The Lord then healed King Jeroboam’s hand.

King Jeroboam then invited the man of God to come to his home and to receive a reward.

But the man of God refused.

“If thou wilt give me half thine house, I will not go in with thee, neither will I eat bread nor drink water in this place. For so was it charged me by the word of the LORD, saying, Eat no bread, nor drink water, nor turn again by the same way that thou camest.”

The man then began his journey to his home in the land of Judah.

An “older prophet” who lived in Bethel then appears in the story and invited the man of God into his own home.

The old prophet proclaimed to the man of God:

“I am a prophet also as thou art; and an angel spake unto me by the word of the LORD, saying, Bring him back with thee into thine house, that he may eat bread and drink water.”

But the old prophet lied unto him.

The man of God then entered the old prophet’s home and ate dinner with him.

The old prophet then chastised the man of God.

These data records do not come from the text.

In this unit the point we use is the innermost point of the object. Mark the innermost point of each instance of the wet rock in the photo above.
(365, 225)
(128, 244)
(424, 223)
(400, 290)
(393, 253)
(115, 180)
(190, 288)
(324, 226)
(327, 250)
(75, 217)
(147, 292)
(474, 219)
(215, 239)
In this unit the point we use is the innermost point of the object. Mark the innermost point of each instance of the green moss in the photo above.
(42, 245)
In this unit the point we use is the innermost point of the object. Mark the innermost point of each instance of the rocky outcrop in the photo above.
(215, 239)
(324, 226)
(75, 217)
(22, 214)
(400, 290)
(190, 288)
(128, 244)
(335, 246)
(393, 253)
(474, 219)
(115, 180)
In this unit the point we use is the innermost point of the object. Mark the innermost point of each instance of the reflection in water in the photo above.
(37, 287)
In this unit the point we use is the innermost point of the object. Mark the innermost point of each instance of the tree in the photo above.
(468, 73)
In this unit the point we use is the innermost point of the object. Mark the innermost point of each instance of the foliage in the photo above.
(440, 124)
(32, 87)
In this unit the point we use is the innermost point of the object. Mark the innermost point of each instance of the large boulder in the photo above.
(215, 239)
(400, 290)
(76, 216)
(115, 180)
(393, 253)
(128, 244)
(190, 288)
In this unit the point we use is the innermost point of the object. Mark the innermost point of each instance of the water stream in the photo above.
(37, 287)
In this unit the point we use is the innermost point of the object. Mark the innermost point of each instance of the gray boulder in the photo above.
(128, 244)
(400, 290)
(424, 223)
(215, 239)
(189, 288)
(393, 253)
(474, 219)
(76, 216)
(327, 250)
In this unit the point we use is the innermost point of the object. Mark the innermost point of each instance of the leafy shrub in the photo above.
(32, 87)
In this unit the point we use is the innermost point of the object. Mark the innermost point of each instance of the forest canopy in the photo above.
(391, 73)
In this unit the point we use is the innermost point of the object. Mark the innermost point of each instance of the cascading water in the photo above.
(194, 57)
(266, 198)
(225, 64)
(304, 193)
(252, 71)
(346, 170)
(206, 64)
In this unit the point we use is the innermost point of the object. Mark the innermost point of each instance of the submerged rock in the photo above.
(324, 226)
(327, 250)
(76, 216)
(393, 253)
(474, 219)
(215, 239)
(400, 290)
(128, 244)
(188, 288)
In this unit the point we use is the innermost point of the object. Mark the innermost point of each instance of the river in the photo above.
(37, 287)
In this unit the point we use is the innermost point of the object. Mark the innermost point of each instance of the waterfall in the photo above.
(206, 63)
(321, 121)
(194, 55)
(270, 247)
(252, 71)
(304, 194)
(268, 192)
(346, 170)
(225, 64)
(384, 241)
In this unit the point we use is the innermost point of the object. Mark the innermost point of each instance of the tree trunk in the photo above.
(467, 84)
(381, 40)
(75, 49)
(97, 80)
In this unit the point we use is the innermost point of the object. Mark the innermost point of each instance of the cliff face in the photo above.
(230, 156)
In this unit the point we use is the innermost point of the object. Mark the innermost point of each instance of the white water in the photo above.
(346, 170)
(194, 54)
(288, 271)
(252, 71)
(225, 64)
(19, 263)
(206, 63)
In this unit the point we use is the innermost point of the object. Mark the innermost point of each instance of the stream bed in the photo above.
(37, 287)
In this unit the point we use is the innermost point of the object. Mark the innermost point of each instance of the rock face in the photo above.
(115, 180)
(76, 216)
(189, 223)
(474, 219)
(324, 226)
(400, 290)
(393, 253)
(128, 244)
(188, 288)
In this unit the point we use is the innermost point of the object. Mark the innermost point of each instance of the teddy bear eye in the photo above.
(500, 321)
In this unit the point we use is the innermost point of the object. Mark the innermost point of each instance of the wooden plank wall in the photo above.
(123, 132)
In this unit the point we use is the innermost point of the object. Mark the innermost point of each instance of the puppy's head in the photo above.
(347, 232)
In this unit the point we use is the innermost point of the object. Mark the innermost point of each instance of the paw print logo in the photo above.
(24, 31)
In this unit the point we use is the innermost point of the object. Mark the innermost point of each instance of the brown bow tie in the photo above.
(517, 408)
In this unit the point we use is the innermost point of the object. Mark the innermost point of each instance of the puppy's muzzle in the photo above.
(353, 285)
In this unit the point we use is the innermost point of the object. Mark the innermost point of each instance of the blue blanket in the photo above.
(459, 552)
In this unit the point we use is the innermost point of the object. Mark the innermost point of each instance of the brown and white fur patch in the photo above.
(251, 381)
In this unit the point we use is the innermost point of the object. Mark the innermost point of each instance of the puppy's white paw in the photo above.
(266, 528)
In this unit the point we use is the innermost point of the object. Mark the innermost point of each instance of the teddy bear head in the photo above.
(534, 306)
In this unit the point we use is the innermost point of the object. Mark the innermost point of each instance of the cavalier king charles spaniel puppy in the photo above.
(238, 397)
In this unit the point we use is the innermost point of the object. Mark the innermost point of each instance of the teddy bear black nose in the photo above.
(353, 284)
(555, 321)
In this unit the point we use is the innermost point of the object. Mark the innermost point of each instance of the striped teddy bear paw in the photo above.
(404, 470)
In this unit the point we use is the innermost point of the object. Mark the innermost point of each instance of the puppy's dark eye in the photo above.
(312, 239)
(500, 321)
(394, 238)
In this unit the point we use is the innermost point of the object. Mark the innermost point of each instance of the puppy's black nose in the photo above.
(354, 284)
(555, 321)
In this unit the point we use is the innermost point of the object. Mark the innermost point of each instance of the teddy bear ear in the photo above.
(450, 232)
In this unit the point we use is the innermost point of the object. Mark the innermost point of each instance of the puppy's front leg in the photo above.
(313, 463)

“Thus saith the LORD, Forasmuch as thou hast disobeyed the mouth of the LORD, and hast not kept the commandment which the LORD thy God commanded thee. But camest back, and hast eaten bread and drunk water in the place, of the which the LORD did say to thee, Eat no bread, and drink no water; thy carcase shall not come unto the sepulchre of thy fathers.”

The man of God was then killed by lion, soon after he left the old prophet’s home.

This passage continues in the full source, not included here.